Some readers may know that my day job is providing faculty support for our learning management system (a.k.a. an LMS). We had a difficult start to our semester, and it got bad enough to get a little press: Campus Connection: Problems plaguing UW’s online course management system. Naturally students and faculty were extremely (and understandably) frustrated by the problems. That the issues continued for a solid week made matters much worse.
However, I would argue that each and every educational technology will go down at some point. It has happened to most all of the major platforms, regardless of whether the service is hosted on campus or in the cloud.
- Yesterday, the popular MOOC platform Coursera was brought down by a hack on the GoDaddy servers.
- Purdue has been “strugging” with Blackboard outages
- Instructure’s Canvas recently had a bad day, but has also been impacted by large outages at Amazon in the past.
The moral of the story is that outages tend to happen (especially at the beginning/end of the semester).
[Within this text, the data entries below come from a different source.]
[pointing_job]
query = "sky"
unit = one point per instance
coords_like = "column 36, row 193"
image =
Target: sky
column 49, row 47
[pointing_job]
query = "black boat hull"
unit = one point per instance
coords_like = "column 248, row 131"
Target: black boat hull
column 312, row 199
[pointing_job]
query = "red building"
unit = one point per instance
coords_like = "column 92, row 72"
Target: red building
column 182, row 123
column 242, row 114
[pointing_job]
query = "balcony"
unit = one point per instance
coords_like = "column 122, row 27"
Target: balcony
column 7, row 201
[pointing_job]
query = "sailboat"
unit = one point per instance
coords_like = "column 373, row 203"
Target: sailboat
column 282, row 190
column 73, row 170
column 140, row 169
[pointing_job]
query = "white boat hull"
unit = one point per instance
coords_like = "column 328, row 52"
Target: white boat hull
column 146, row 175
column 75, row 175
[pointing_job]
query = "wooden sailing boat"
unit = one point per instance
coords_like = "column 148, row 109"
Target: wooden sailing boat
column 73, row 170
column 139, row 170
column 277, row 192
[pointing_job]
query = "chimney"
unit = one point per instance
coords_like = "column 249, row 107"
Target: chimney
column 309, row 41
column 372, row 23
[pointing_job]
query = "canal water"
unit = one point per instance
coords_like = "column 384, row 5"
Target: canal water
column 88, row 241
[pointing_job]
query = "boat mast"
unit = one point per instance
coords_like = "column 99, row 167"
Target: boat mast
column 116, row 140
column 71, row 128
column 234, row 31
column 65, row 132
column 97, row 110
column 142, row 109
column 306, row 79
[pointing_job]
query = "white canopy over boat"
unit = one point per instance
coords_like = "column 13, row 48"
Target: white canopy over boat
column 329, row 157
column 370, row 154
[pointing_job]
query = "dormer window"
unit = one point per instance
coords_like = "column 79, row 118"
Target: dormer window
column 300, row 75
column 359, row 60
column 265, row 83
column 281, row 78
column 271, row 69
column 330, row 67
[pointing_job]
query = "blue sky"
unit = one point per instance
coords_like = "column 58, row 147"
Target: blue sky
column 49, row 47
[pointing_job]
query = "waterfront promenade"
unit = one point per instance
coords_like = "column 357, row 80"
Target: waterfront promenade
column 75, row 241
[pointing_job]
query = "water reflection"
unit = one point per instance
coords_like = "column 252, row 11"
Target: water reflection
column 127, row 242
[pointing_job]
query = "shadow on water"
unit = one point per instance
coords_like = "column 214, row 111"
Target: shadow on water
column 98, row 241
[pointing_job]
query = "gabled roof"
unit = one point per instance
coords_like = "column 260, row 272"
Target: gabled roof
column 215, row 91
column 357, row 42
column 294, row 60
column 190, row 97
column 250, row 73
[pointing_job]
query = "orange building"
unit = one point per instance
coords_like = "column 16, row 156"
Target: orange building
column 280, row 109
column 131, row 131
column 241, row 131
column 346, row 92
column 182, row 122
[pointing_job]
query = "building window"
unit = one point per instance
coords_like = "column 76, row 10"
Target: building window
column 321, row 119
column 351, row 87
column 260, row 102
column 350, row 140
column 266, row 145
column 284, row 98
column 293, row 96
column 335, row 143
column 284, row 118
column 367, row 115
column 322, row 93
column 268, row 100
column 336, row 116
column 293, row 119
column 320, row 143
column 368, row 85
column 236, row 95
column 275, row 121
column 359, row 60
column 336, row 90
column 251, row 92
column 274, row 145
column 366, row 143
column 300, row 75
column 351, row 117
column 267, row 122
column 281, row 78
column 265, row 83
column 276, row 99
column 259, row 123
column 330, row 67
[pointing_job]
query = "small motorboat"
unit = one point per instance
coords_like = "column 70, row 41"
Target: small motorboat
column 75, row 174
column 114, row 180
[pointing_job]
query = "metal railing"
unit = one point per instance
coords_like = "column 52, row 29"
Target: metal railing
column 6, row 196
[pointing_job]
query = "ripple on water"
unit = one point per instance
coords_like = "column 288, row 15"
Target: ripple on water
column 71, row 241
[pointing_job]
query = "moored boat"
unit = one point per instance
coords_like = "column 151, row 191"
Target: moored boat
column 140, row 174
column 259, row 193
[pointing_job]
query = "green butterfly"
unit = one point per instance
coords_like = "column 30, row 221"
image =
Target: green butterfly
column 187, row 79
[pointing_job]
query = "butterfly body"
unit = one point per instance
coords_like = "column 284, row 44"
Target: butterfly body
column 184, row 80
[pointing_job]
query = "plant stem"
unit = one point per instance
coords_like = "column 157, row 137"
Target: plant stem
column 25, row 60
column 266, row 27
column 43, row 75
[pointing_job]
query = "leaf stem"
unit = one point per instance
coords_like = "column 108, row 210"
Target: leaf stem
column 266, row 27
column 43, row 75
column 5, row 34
I don’t mean to make excuses, but rather to encourage instructors to be ready for problems.
- If you can, start composing your online course before the semester begins.
- Help your students know what they can do (download materials when they have access, compose postings offline, don’t wait until a deadline to upload assignments)
I think the cloud will become more robust to handle the start-of-semester load in the near future, but for now — prepare!
True indeed! And great advice as usual, John. Even good old fashioned overhead projectors have a bulb blowout sometimes. And though chalkboards rarely walk away, sometimes all the chalk is gone when you get to class. Good planning and a good back-up plan are fundamental! Keep up the good work!